Source: New York Times article by Winter Miller –
On a recent weekday at the BedStuy Campaign Against Hunger, one of Brooklyn’s largest food pantries, shelves that are usually piled high with staples like rice and canned meats were empty, a stark illustration of the crisis facing emergency food providers across the city.
The Brooklyn organization is among about 1,000 food pantries and soup kitchens supplied by the Food Bank for New York City, the largest distributor of free food in the city, whose mission has been crippled by what officials describe as its worst food shortage in years.
At its sprawling warehouse in Hunts Point, in the Bronx, the Food Bank is storing about half what it housed in recent years. Instead of distributing 5.5 million pounds of food a month to food banks and soup kitchens, the Food Bank now offers 3 million pounds. So rather than having 10 trucks on the road at any given time, there are now only 3 or 4.
“It’s the first time in a few years that I could walk into the warehouse and see empty shelves,” said Lucy Cabrera, the president and chief executive of the Food Bank, which helps feed about 1.3 million people a year.
Officials at the Food Bank say the bare shelves stem from a steady decline in federal emergency food aid, though a farm bill stalled in the United States Senate could increase that aid.
According to a study to be released today by the Food Bank and Cornell University, New York City receives a little more than half the amount of emergency food annually from the federal government that it did three years ago. The shortfall is occurring as the number of families and individuals relying on soup kitchens and food pantries in New York City has risen to 1.3 million from 1 million since 2004.
As a result, food pantry workers say, people in need are getting fewer provisions and less variety, and some pantries have been forced to open less frequently. And the demand for emergency food will most likely rise as families spend more of their incomes on school and holiday expenses, Food Bank officials said.
Rethea Bruno, 63, who lives in Bedford-Stuyvesant and is a regular at several local food pantries, described the supply she found at the Campaign Against Hunger pantry as “pitiful.” “You’re getting less food,” she said. “You get the bags home and you’re stunned.”
The problem besetting the citywide Food Bank is also affecting providers of emergency food nationwide who are supplied by America’s Second Harvest, the country’s largest hunger relief organization, which assists 50,000 providers. Federal food donations to food banks have been stagnant since 2002.
But organizations have been hit hardest by declines in a separate federal program that buys excess crops like peaches and potatoes from farmers and then donates them to food banks. Those donations have shrunk to 89 million pounds last year from 251 million pounds in 2003.
Senator Charles E. Schumer, Democrat of New York and a member of the Senate Finance Committee, says he is optimistic that the farm bill will pass within the next month. He said the delay involved sections of the bill unrelated to the nutrition portion.
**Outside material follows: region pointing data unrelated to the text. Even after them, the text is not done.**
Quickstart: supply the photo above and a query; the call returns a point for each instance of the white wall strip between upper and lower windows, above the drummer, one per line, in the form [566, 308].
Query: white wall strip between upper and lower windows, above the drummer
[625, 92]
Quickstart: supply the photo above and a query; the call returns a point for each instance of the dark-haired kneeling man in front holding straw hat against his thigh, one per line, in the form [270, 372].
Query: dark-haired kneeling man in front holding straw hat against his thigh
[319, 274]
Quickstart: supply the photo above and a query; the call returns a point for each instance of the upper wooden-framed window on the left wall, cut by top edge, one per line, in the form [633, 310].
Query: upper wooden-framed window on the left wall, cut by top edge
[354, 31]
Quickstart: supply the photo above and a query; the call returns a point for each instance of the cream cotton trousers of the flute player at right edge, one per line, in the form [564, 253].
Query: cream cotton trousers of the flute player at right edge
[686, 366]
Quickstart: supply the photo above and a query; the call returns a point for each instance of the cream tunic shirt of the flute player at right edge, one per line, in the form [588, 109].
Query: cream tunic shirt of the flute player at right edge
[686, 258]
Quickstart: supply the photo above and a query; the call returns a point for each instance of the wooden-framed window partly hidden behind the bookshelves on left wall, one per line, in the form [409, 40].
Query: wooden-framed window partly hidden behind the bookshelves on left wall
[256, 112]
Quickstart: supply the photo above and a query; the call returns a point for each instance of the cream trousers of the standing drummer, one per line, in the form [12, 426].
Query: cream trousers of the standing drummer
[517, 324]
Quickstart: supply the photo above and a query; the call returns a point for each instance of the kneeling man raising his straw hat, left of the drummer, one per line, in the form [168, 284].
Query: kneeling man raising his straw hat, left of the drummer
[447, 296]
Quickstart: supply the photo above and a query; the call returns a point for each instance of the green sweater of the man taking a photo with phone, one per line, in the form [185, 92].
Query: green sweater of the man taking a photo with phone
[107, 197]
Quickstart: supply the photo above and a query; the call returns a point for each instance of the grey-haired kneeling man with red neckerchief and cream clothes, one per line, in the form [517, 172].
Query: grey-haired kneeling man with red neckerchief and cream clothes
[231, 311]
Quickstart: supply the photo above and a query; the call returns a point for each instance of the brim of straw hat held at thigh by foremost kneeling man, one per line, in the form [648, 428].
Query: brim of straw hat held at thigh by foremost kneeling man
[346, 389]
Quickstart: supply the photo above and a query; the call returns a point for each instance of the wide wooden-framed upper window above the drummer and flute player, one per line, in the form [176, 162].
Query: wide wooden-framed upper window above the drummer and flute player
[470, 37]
Separately, the House of Representatives voted in July to increase the budget for food stamps and other nutrition programs by $4 billion, which would include an increase in emergency food assistance to $250 million from $140 million. It also would require an automatic increase in food assistance based on the rate of inflation, addressing one of the reasons food banks are now struggling.
At the Campaign Against Hunger pantry in Brooklyn, which is usually a hub of activity as visitors catch up with one another on the latest gossip, fewer people are showing up since word got out that the cupboards were running bare. On one day, the middle aisle held 13 cans of corned beef, a single jar of peanut butter and a few hundred cans of spaghetti in sauce. The canned and fresh fruit were gone.
“It’s devastating,” said the Rev. Melony Samuels, a minister at the Full Gospel Tabernacle of Faith who oversees the food pantry. “It has gotten so bad.”
A storage room the pantry uses was filled with mostly empty wooden pallets. “It’s not that we have the stuff and we’re not putting it out,” Ms. Samuels said. “It’s out.”
In better times, the pantry might get 190 cases of assorted foods every week; now the shipments are much smaller. One recent week, all it got was six cases of peanut butter and pasta.
“In order to keep food on our shelves, we need to roll in $5,000 per month easily, and you’re looking at half or less of that coming in,” Ms. Samuels said, adding that she might not be able to stock her pantry with turkeys for Thanksgiving.
Penny Flood, 48, who manages the kitchen at Neighbors Together, a soup kitchen near the Campaign Against Hunger pantry, says she is also getting less food and less variety. In the basement storeroom, Ms. Flood pointed out that the shelves for vegetables were depleted but that those used to store cans of tuna were full.
Ms. Samuels, who has the task of turning away hungry customers from the Campaign Against Hunger pantry, worries that if the shortage continues she may have to close her doors. “If that farm bill does not pass, I honestly don’t know what we’re going to do,” she said. “I don’t know what we’re going to say to people.”